On my database with no user tables, this generates 2 io.RELATION_MAP_READ events, and 71 io.DATA_FILE_READ events. These are cached on the OS, and therefore they have the above latency (the latency is in microsecond!).

It's quite probably this happens not only for the first session to logon, but also if the relations change, requiring a refresh of the relcaches, which are files. These are quite probably outside of the execution phases and therefore potentially hard to spot.

In fact, the relcache reads do also write the relcache init files at first access to a database. However, there is no event io.RELATION_MAP_WRITE. I wondered if there is some kind of mechanism to validate if the existing files are still valid, but a quick strace -fp shows that the relcache init files are written, which is not visible.

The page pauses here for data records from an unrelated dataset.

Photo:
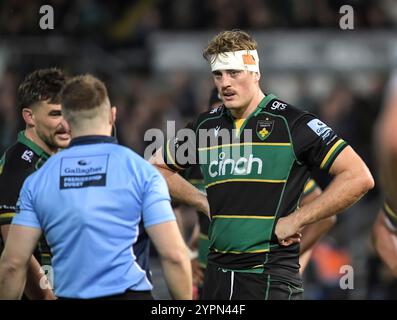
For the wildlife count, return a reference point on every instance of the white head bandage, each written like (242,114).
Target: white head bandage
(236,60)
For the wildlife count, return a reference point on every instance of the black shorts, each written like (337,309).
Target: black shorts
(220,284)
(128,295)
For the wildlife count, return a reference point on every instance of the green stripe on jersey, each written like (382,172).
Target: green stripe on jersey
(240,235)
(255,162)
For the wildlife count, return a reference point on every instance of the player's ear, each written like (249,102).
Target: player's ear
(28,116)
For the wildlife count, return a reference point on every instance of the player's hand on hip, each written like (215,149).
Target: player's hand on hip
(287,231)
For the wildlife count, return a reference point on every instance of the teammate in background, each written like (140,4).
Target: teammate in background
(89,200)
(45,133)
(385,227)
(253,200)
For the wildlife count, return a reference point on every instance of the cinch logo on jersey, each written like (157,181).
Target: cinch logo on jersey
(82,172)
(242,166)
(277,105)
(320,128)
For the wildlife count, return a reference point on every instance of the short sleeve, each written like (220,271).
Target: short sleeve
(315,143)
(180,151)
(310,186)
(25,211)
(156,202)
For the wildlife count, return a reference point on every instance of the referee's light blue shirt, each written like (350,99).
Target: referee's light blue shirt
(89,200)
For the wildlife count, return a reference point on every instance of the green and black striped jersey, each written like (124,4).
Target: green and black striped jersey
(17,163)
(253,176)
(391,216)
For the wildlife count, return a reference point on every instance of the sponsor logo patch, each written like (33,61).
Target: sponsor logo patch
(320,128)
(82,172)
(264,128)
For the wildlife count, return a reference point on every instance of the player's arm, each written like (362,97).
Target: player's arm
(14,262)
(352,180)
(312,233)
(384,238)
(180,189)
(174,258)
(32,287)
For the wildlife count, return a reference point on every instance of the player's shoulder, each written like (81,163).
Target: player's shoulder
(17,158)
(213,113)
(279,107)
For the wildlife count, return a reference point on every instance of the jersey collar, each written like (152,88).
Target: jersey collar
(31,145)
(91,140)
(262,105)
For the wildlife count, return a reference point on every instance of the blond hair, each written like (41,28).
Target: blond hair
(228,41)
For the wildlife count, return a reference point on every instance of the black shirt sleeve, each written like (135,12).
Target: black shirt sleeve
(14,171)
(315,144)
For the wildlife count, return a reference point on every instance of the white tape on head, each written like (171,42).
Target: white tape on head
(236,60)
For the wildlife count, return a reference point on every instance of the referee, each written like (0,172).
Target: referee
(89,200)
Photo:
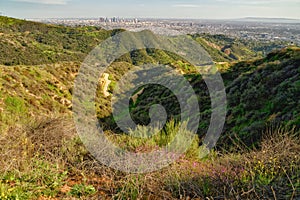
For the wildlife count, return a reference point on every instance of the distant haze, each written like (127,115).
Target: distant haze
(204,9)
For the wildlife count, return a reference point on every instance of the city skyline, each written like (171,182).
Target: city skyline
(189,9)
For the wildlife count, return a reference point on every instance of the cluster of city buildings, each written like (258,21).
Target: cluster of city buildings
(252,30)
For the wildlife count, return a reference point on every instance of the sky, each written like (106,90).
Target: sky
(194,9)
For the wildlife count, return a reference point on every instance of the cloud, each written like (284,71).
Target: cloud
(257,2)
(185,6)
(51,2)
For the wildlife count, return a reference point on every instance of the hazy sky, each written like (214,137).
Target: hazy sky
(207,9)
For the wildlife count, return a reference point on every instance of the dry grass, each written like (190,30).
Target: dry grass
(46,159)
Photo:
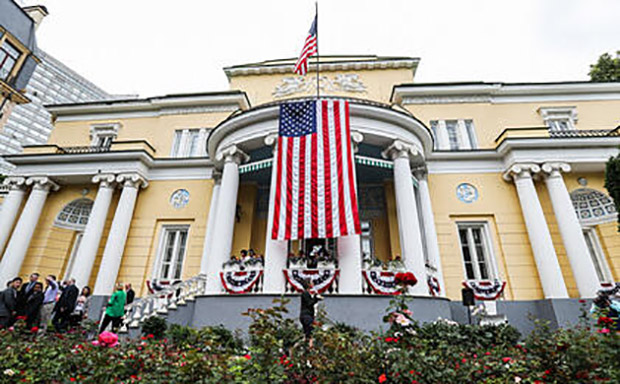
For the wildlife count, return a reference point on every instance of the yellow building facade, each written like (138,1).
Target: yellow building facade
(456,182)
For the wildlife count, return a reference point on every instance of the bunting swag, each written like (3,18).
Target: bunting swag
(486,290)
(434,288)
(322,279)
(237,282)
(610,288)
(382,282)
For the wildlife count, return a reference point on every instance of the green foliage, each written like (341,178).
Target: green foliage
(612,182)
(155,326)
(275,352)
(606,69)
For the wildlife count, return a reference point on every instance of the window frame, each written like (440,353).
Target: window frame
(159,260)
(486,241)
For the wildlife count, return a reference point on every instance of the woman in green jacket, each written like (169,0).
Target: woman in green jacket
(115,310)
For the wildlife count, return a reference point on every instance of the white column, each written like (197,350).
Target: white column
(571,231)
(211,223)
(407,213)
(350,265)
(224,230)
(10,207)
(549,270)
(442,135)
(430,233)
(115,245)
(87,252)
(275,250)
(20,241)
(463,135)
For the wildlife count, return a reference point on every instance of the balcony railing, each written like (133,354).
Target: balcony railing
(545,132)
(116,146)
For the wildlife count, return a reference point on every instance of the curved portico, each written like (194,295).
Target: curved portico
(393,141)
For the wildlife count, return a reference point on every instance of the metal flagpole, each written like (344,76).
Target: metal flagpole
(318,88)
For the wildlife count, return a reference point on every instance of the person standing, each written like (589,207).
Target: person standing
(81,307)
(306,315)
(65,306)
(25,292)
(49,300)
(32,310)
(115,309)
(8,303)
(130,293)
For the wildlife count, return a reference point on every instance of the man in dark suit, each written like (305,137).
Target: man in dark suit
(25,292)
(65,306)
(8,303)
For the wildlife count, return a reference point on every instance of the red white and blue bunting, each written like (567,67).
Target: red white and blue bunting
(485,289)
(322,279)
(237,282)
(382,282)
(610,288)
(434,288)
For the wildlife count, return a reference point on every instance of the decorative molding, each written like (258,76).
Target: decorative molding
(291,85)
(105,180)
(42,183)
(232,154)
(446,99)
(522,170)
(132,180)
(400,149)
(553,169)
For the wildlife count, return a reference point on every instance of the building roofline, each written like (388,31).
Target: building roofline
(235,98)
(499,90)
(328,63)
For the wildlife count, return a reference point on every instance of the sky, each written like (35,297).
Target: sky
(157,47)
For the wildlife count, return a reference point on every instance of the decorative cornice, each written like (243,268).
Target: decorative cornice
(42,183)
(400,149)
(342,64)
(105,180)
(555,169)
(232,154)
(132,180)
(521,170)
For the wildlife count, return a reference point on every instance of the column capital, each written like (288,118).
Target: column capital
(400,149)
(421,172)
(15,183)
(232,154)
(42,183)
(520,171)
(132,180)
(555,169)
(106,180)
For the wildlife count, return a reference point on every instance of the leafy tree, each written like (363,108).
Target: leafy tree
(606,69)
(612,181)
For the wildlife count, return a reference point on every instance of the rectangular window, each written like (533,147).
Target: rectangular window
(453,135)
(476,251)
(9,55)
(171,253)
(187,143)
(453,138)
(597,255)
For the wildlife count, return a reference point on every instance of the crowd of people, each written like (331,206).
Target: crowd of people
(62,304)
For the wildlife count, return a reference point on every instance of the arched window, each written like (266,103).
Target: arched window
(592,206)
(75,214)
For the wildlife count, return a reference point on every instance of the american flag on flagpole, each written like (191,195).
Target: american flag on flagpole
(310,48)
(315,193)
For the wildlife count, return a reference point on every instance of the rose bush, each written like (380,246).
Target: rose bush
(274,351)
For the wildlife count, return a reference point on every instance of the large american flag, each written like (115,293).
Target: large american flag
(310,48)
(315,194)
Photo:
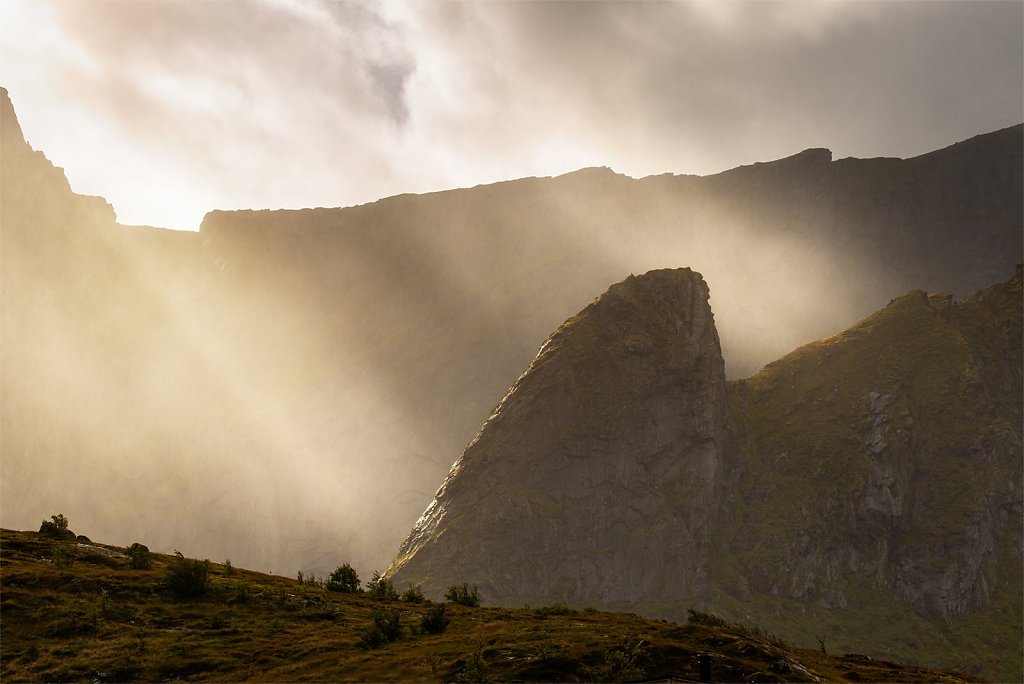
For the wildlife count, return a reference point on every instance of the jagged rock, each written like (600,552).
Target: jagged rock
(876,474)
(601,474)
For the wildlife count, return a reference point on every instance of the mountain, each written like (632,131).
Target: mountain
(864,488)
(293,384)
(91,616)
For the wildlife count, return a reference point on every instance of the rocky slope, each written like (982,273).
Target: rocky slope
(295,383)
(865,488)
(94,618)
(599,476)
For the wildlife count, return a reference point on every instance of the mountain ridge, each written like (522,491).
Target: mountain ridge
(369,344)
(873,475)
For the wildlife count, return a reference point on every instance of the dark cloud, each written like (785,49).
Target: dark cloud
(307,103)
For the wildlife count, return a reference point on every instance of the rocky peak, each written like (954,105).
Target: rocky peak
(619,425)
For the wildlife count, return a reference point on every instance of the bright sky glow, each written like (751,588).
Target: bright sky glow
(171,109)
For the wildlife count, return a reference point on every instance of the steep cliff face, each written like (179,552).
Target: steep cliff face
(600,476)
(865,487)
(369,343)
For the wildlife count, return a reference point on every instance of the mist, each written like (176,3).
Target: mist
(287,389)
(195,107)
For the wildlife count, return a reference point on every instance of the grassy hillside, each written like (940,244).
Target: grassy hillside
(886,461)
(75,610)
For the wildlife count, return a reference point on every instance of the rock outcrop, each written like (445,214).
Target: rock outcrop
(861,484)
(305,378)
(601,474)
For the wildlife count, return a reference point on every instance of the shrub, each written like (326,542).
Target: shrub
(624,664)
(414,595)
(434,621)
(344,580)
(187,576)
(555,609)
(55,526)
(138,557)
(697,617)
(381,589)
(463,595)
(385,629)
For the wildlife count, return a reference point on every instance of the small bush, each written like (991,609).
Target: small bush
(697,617)
(414,595)
(385,629)
(624,664)
(381,589)
(187,576)
(344,580)
(138,557)
(434,621)
(240,593)
(56,526)
(463,595)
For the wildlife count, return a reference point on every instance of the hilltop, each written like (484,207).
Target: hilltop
(304,379)
(74,610)
(864,489)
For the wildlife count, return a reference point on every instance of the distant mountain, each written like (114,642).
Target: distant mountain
(864,489)
(290,386)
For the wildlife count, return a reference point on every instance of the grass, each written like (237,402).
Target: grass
(951,446)
(99,621)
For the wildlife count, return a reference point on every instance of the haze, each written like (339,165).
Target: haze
(288,389)
(170,110)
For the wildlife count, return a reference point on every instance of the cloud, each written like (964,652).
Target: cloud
(227,104)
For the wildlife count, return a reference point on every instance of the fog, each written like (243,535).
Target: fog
(305,103)
(287,389)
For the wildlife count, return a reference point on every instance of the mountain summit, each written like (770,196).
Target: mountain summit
(620,425)
(865,487)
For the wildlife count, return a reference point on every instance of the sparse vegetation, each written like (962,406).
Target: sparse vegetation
(623,664)
(62,556)
(414,595)
(463,594)
(344,580)
(386,627)
(475,668)
(98,616)
(555,609)
(381,589)
(187,578)
(56,526)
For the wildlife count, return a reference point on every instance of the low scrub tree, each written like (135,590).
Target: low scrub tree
(187,578)
(414,595)
(344,580)
(56,527)
(385,629)
(138,557)
(463,594)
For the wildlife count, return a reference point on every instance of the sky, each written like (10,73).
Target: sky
(172,109)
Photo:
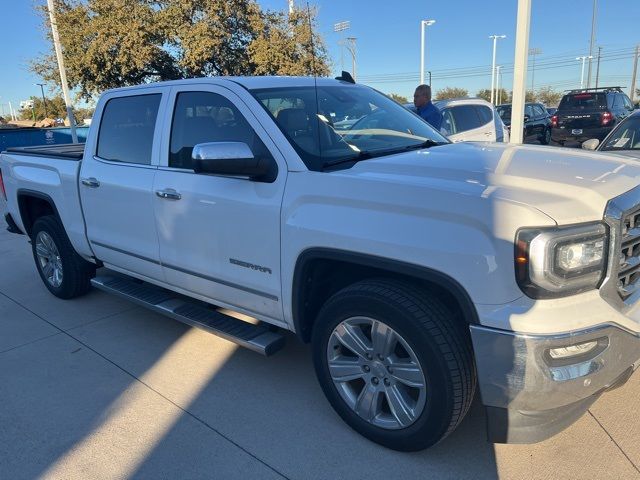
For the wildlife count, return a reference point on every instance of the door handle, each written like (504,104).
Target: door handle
(169,194)
(90,182)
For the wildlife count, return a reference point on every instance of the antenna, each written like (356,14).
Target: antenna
(313,48)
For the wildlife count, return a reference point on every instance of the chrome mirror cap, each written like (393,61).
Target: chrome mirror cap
(222,151)
(591,144)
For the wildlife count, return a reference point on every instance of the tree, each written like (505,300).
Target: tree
(451,92)
(114,43)
(289,45)
(398,98)
(502,96)
(56,108)
(485,94)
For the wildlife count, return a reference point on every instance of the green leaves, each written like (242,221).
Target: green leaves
(114,43)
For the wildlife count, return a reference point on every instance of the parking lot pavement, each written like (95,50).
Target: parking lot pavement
(99,388)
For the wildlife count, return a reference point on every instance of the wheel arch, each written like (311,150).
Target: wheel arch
(320,272)
(33,205)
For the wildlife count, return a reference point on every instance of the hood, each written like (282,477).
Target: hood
(568,185)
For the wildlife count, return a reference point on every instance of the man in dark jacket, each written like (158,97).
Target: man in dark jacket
(424,107)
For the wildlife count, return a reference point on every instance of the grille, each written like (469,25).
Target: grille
(629,270)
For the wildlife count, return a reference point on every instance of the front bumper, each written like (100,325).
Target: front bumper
(529,396)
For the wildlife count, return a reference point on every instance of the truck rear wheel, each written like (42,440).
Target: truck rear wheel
(65,273)
(394,363)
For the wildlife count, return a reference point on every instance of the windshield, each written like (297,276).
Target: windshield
(626,136)
(342,123)
(583,101)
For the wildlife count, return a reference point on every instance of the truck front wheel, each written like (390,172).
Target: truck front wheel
(65,273)
(394,363)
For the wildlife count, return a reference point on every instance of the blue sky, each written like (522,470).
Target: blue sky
(388,41)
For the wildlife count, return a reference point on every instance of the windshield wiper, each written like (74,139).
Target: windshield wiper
(426,144)
(366,154)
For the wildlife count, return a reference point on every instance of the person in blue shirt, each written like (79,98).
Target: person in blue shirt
(426,109)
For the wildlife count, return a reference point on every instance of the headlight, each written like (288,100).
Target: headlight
(560,261)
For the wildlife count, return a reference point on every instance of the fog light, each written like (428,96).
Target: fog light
(573,350)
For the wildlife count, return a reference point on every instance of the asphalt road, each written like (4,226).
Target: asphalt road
(98,388)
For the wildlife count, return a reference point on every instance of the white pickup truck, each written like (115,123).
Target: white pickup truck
(418,269)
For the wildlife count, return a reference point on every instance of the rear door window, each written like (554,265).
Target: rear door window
(484,113)
(465,118)
(584,101)
(126,129)
(539,111)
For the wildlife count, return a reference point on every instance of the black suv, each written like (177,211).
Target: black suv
(589,113)
(537,124)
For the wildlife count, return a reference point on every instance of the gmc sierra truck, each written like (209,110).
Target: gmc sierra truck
(417,269)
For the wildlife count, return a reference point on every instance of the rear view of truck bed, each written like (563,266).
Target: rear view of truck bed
(69,151)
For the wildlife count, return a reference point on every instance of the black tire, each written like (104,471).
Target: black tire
(546,137)
(76,272)
(440,342)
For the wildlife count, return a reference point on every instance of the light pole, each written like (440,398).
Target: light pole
(593,38)
(44,101)
(493,64)
(350,43)
(423,25)
(498,67)
(583,59)
(533,52)
(338,28)
(523,23)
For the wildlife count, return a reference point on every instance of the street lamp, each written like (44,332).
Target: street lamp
(338,28)
(533,52)
(423,24)
(582,59)
(44,101)
(498,92)
(493,64)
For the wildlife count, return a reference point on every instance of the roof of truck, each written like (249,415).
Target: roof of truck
(248,82)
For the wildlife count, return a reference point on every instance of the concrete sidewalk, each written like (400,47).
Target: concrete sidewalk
(98,388)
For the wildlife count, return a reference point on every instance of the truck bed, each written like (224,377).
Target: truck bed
(68,151)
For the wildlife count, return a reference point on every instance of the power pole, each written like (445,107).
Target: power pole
(633,76)
(598,67)
(63,74)
(339,28)
(44,100)
(520,70)
(593,39)
(351,46)
(533,52)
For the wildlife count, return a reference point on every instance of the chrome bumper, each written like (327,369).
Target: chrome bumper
(530,396)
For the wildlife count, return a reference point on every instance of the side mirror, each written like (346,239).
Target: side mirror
(233,159)
(591,144)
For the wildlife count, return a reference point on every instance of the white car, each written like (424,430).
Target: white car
(415,267)
(471,120)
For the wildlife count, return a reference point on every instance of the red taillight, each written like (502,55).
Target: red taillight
(2,190)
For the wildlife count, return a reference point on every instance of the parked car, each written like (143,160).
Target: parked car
(537,124)
(417,268)
(589,113)
(623,139)
(469,119)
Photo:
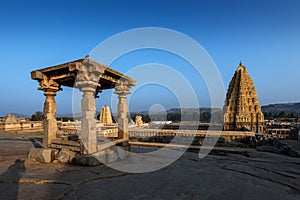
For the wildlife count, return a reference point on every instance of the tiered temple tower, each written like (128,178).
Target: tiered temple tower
(105,116)
(242,109)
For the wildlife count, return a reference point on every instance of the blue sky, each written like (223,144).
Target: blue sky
(264,34)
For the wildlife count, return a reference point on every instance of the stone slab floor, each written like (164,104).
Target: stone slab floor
(224,176)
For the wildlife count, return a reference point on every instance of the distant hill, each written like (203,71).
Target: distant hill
(279,107)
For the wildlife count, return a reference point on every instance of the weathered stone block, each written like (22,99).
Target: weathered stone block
(122,153)
(86,160)
(100,156)
(66,156)
(41,155)
(111,156)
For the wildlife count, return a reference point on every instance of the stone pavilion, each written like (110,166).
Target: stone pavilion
(242,109)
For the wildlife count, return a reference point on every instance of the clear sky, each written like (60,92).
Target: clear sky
(264,34)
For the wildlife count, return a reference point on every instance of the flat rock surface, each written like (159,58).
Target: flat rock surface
(259,175)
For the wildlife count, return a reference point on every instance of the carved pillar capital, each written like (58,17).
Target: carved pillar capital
(49,86)
(122,88)
(88,76)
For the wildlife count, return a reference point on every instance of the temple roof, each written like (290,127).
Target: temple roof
(65,74)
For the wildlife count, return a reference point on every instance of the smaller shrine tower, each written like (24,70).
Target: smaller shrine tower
(242,109)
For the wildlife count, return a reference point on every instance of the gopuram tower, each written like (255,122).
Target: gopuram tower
(242,109)
(105,116)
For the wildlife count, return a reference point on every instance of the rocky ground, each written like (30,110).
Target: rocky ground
(255,175)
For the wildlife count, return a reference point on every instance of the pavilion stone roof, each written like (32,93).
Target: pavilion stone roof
(65,74)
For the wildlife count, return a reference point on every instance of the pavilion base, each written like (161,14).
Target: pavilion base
(65,151)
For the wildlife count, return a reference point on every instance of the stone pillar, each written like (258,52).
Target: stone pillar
(88,123)
(122,90)
(87,81)
(50,88)
(50,124)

When I execute a first query, the backend must complete it's catalog, which also generates some io.DATA_FILE_READ events:

[14454]Query start:              :              : select now();
[14454] parse     : (       316) :           811: select now();
[14454] WAIT      : (          ) :           200: io.DATA_FILE_READ
[14454] WAIT      : (          ) :           105: io.DATA_FILE_READ
[14454] WAIT      : (          ) :            95: io.DATA_FILE_READ
[14454] WAIT      : (          ) :            42: io.DATA_FILE_READ
[14454] WAIT      : (          ) :            57: io.DATA_FILE_READ
[14454] WAIT      : (          ) :           140: io.DATA_FILE_READ
[14454] WAIT      : (          ) :            46: io.DATA_FILE_READ
[14454] WAIT      : (          ) :            60: io.DATA_FILE_READ
[14454] WAIT      : (          ) :            36: io.DATA_FILE_READ
[14454] WAIT      : (          ) :            57: io.DATA_FILE_READ
[14454] WAIT      : (          ) :            65: io.DATA_FILE_READ
[14454] WAIT      : (          ) :            66: io.DATA_FILE_READ
[14454] WAIT      : (          ) :            30: io.DATA_FILE_READ
[14454] WAIT      : (          ) :            89: io.DATA_FILE_READ
[14454] rewrite   : (       510) :          7532: select now();
[14454] plan      : (       502) :           612: select now();
[14454] execute   : (       453) :           134: select now();
[14454]Query done : (       322) :         11197: select now();

The most important thing to see and realise is that these are executed in the rewrite phase. and therefore make the rewrite phase take longer. This phase is mostly not reported, and not visible in pg_stat_statements.